Electroretinography (ERG) studies were conducted at institutions where available (see Table 1), on mice at 16 weeks of age for each knockout line (two males, two females) and, on a weekly basis, C57BL6/NJ (JAX stock #005304) control mice (two males, two females). An Espion2 Electroretinography System (Diagnosys, LLC, Lowell, MA) was used to assess flash-induced voltage changes in both eyes of animals. Mice were either dark-adapted for 2 h prior to exam and stimulated by five flashes at an illuminance of 0.25 cd·s/m2 and a frequency of 0.1 Hz (scotopic condition), or light-adapted for 8 min with a 110 cd/m2 background illumination and additionally stimulated on this background with 20 flashes at an illuminance of 10 cd·s/m2 and a frequency of 1 Hz (photopic condition).
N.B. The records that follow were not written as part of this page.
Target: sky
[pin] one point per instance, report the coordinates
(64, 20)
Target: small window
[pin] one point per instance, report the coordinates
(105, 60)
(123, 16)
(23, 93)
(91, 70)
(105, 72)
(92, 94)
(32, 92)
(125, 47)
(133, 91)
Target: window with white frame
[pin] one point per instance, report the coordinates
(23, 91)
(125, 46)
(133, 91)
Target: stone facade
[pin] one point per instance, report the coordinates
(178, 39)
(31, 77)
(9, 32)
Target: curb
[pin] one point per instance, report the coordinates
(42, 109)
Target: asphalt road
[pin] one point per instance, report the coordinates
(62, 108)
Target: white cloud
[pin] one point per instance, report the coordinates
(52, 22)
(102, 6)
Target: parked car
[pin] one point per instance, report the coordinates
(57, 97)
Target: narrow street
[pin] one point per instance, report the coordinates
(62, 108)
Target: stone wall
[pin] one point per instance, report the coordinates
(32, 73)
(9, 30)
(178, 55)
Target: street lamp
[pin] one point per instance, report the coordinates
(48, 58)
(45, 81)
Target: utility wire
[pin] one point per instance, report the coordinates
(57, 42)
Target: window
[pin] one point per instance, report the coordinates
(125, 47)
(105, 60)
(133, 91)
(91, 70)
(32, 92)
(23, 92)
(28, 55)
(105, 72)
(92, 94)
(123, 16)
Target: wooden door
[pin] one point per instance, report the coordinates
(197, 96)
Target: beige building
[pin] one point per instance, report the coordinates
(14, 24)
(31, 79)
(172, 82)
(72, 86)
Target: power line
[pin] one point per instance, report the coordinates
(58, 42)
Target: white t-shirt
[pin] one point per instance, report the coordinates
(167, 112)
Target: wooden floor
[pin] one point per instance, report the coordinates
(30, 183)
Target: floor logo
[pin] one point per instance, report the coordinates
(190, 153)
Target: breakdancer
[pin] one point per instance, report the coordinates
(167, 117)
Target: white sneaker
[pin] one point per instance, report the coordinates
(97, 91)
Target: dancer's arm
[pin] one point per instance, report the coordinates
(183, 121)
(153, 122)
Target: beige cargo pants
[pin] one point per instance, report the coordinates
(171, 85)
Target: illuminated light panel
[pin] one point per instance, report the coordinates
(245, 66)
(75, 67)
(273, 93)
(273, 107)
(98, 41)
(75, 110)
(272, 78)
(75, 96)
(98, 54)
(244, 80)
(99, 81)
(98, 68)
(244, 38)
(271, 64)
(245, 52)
The color temperature of all stimuli and background illumination was 6500 K. Flashes under each condition were averaged and amplitudes determined using the Espion2 software. ERG response amplitudes from the left and right eye of each mouse were averaged, and the mean values from the mutant and control cohorts were analyzed statistically in Prism (GraphPad Software, Inc., La Jolla, CA) using Student’s t-test. ERG trace data from each eye was exported from the Espion2 software and graphed in Prism.

Gene analysis

The initial list of eye phenotypes was developed by searching the IMPC web portal for non-specific eye phenotypes in an effort to obtain all relevant knockouts with ocular phenotypes (http://www.mousephenotype.org/data/search/mp?kw=eye). Phenotypes only recognized at gross pathology or histopathology stages were excluded, as were embryologic eye phenotypes, since IMPC statistical thresholds were not applied to phenotypes discovered by these methods. The initial list was analyzed to identify unique genes with ocular phenotypes. The list of knockouts was then categorized based on the region of the eye in which the phenotype was detected. Genes associated with an ocular phenotype were then reviewed by searching www.pubmed.gov and www.google.com/scholar for each unique gene and the search term eye, the affected anatomical structure (e.g., cornea), and the term knockout to determine if a genetic knockout has been made. If the search yielded an example of at least one vertebrate species with a published ocular phenotype that was similar to the phenotype found in the present study, the genetic phenotype was categorized as a Known Phenotype. If the search yielded evidence of an ocular phenotype for a given genetic knockout, but the phenotype was of a different ocular tissue (e.g., cornea vs. retina), then the genetic phenotype was called Novel Phenotype. Knockouts in the Novel Phenotype category are still considered novel mouse models of ocular disease. If the search yielded no publications on ocular phenotypes of a given gene, the genetic phenotype was categorized as Novel Gene.

Gene enrichment analysis

We used the DAVID functional annotation tool (version 6.8) to examine whether particular gene ontology (GO) terms of biological processes are enriched in a list of genes associated with the eye phenotype (combined, known, or novel)76. All GO terms of GOTERM_BP_FAT with modified Fisher exact p-values <0.05 were plotted with ReviGO with default options77. We manually classified GO terms into representative GO groups in the ReviGo interactive graph. To reconstruct a network model of novel genes associated with the eye phenotype, we collected their experimentally validated protein–protein interactions from five protein–protein interactome databases: BioGRID (version 3.4.147)78, HitPredict (version 4)79, IntAct (version 2017-03-02)80, DIP (version 2017-02-05), and MINT (version)81. We also collected predicted protein–protein interactions for the novel genes from STRING (version 10.5)82. The network model was built with the novel genes and their combined protein–protein interactions using Cytoscape (version 3.5.1)83. We then overlapped the eye location of the novel genes and their membership of the representative GO groups in the constructed network model.

Disclaimer

The content is solely the responsibility of the authors and does not necessarily represent the official views of the National Institutes of Health

Data availability

Data are available from the IMPC at www.mousephenotype.org. Post-QC data from the Core Data Archive (http://www.mousephenotype.org/ data/documentation/data-access) is available in the form of RESTful interfaces. Pre-QC data are available upon request (http://www.mousephenotype.org/contact-us) or by manual download (Phenoview).

Additional information

Publisher’s note: Springer Nature remains neutral with regard to jurisdictional claims in published maps and institutional affiliations.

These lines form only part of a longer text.